I don't want to be all morbid and everything, but I thought it would be a good idea to have a PAL thread in the DDC for those of us with losses to have a place to gather. I am soooo nervous about even joining the DDC and it is even harder to hang out in the general areas knowing there's a chance I might not be around for the whole 9 months. I have a living son who took 2 years to conceive. Then I got pg again in April '10 with DC #2. Everything was going smoothly with my pg...very much the same as with DS...until we had our first u/s and discovered that the baby had no heartbeat. That was at 11wks, but the baby only measured 9wks. My body never acknowledged the loss and waited over 3 wks to m/c naturally. When the 2nd tri came around and there were still no signs of bleeding or cramping, I chose to have a D&C.

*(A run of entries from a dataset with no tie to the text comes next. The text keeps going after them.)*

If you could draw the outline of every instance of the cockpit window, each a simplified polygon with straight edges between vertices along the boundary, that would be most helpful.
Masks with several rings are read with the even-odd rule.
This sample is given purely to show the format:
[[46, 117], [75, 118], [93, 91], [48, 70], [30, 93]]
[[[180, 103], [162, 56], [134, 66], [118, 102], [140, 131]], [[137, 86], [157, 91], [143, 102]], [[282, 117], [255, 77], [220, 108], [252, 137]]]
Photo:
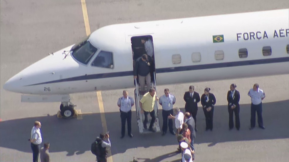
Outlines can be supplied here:
[[102, 51], [91, 63], [91, 66], [110, 69], [113, 68], [112, 53]]
[[98, 49], [92, 45], [87, 39], [74, 46], [71, 48], [72, 56], [80, 62], [87, 64]]

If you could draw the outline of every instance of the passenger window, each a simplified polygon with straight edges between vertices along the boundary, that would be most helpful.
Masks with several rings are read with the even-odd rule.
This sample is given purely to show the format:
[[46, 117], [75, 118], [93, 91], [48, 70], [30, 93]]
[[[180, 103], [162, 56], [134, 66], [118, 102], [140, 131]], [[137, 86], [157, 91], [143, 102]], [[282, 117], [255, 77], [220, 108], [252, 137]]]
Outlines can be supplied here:
[[201, 53], [200, 52], [194, 52], [192, 54], [192, 61], [193, 62], [196, 63], [201, 61]]
[[241, 58], [247, 58], [248, 57], [248, 51], [246, 48], [239, 49], [239, 57]]
[[91, 63], [91, 66], [101, 68], [113, 68], [112, 53], [102, 51]]
[[172, 62], [173, 64], [179, 64], [182, 62], [182, 57], [179, 54], [174, 54], [172, 56]]
[[223, 50], [217, 50], [215, 51], [215, 59], [216, 60], [224, 59], [224, 51]]
[[271, 56], [272, 54], [272, 50], [270, 46], [265, 46], [263, 47], [263, 56]]

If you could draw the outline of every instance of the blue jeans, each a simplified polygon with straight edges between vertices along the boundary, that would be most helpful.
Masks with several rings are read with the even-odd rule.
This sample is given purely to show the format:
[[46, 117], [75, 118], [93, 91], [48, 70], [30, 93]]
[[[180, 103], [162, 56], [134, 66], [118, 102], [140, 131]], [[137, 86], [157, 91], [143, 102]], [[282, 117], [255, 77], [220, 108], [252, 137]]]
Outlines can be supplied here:
[[40, 150], [40, 145], [35, 144], [31, 143], [31, 149], [33, 152], [33, 162], [38, 161], [38, 156]]

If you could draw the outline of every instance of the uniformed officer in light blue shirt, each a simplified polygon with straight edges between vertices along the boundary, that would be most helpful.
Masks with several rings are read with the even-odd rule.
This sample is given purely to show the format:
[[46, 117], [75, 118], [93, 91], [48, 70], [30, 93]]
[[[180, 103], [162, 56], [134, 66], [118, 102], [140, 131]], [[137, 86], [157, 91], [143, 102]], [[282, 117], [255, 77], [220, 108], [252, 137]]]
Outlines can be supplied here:
[[[176, 97], [169, 94], [169, 90], [168, 88], [164, 89], [164, 95], [161, 96], [159, 101], [160, 104], [162, 107], [163, 116], [163, 133], [162, 135], [164, 135], [167, 133], [168, 128], [168, 116], [172, 115], [173, 105], [176, 103]], [[169, 119], [169, 129], [172, 134], [175, 135], [176, 133], [173, 128], [173, 121], [171, 119]]]
[[248, 92], [248, 95], [251, 97], [251, 130], [255, 127], [256, 122], [256, 112], [258, 116], [258, 124], [259, 127], [264, 129], [262, 118], [262, 100], [265, 98], [265, 93], [263, 90], [259, 88], [259, 85], [254, 85], [253, 88]]
[[133, 99], [128, 96], [127, 91], [124, 90], [123, 96], [118, 99], [117, 106], [120, 107], [120, 118], [121, 119], [121, 136], [122, 138], [125, 136], [125, 121], [127, 122], [127, 133], [128, 136], [132, 137], [132, 107], [135, 104]]

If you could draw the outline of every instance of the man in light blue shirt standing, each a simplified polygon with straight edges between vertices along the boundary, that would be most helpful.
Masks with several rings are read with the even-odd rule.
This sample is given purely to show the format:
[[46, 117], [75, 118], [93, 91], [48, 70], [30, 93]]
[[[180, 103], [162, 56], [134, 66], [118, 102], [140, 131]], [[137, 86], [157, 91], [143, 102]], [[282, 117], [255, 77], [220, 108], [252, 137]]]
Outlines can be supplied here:
[[[161, 96], [159, 101], [159, 104], [162, 107], [163, 133], [162, 135], [164, 135], [167, 133], [168, 128], [168, 116], [172, 115], [173, 105], [176, 103], [176, 97], [169, 94], [169, 89], [164, 89], [164, 95]], [[173, 128], [173, 121], [172, 119], [169, 119], [169, 129], [171, 133], [175, 135], [176, 133]]]
[[34, 126], [31, 130], [31, 138], [29, 139], [31, 142], [31, 149], [33, 152], [33, 162], [38, 161], [38, 157], [40, 151], [40, 144], [42, 143], [42, 136], [40, 128], [41, 123], [36, 121], [34, 123]]
[[125, 121], [127, 122], [127, 134], [128, 136], [132, 138], [132, 107], [135, 104], [133, 98], [128, 96], [127, 91], [124, 90], [122, 92], [123, 97], [118, 99], [117, 106], [120, 107], [120, 118], [121, 119], [121, 136], [120, 138], [125, 136]]
[[265, 98], [265, 93], [263, 90], [259, 88], [259, 85], [256, 83], [253, 88], [248, 92], [248, 95], [251, 97], [251, 130], [255, 127], [256, 122], [256, 112], [258, 116], [258, 124], [259, 127], [264, 129], [263, 125], [262, 118], [262, 100]]

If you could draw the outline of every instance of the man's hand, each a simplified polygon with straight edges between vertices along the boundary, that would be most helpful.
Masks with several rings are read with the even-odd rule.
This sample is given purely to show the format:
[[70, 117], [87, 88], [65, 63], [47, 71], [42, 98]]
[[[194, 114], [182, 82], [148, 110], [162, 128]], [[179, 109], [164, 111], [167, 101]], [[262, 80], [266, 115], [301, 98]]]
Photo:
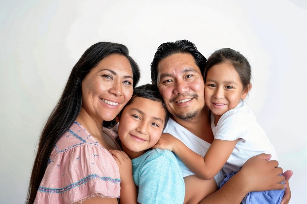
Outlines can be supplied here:
[[293, 172], [291, 170], [287, 170], [282, 174], [286, 179], [285, 180], [286, 187], [285, 188], [284, 196], [282, 199], [281, 204], [288, 204], [291, 198], [291, 191], [289, 186], [289, 179], [291, 178], [293, 174]]
[[168, 150], [174, 151], [177, 143], [181, 141], [170, 134], [162, 133], [161, 137], [152, 149], [158, 148], [161, 150]]

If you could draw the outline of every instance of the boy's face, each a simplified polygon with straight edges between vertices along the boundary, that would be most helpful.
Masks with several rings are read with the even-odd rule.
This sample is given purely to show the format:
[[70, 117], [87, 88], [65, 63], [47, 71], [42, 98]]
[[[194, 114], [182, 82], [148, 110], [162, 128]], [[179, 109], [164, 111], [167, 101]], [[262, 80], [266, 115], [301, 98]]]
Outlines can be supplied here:
[[140, 156], [160, 138], [166, 113], [161, 102], [140, 97], [131, 100], [119, 118], [118, 134], [124, 150], [139, 152]]

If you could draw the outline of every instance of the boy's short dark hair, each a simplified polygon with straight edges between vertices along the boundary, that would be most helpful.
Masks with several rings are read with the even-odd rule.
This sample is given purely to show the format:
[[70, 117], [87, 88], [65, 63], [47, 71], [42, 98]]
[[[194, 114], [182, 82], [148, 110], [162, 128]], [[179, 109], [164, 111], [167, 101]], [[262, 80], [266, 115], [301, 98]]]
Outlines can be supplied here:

Having a m/c was one of the hardest things I have ever been through and I am scared out of my mind with this pregnancy. I am 5w3d today and still have very few symptoms. A little more tired than usual, slight waves of nausea from time to time, and peeing a little more often. I'm not so worried about an early loss (although I know it can happen), but I'm terrified of going to an u/s and finding out another baby died inside of me. Our first u/s is scheduled for December 29th. I was initially hoping to have it sooner, but now I'm glad it won't be until after Christmas. I can't even think about how I would deal with the holiday if it's bad news.
Anyway...it would be great for everyone else if I was the only one who needs this thread, but I have a feeling there may be more PAL mamas here in the Aug '11 DDC and I hope we can use this as a place to share our fears and hopes.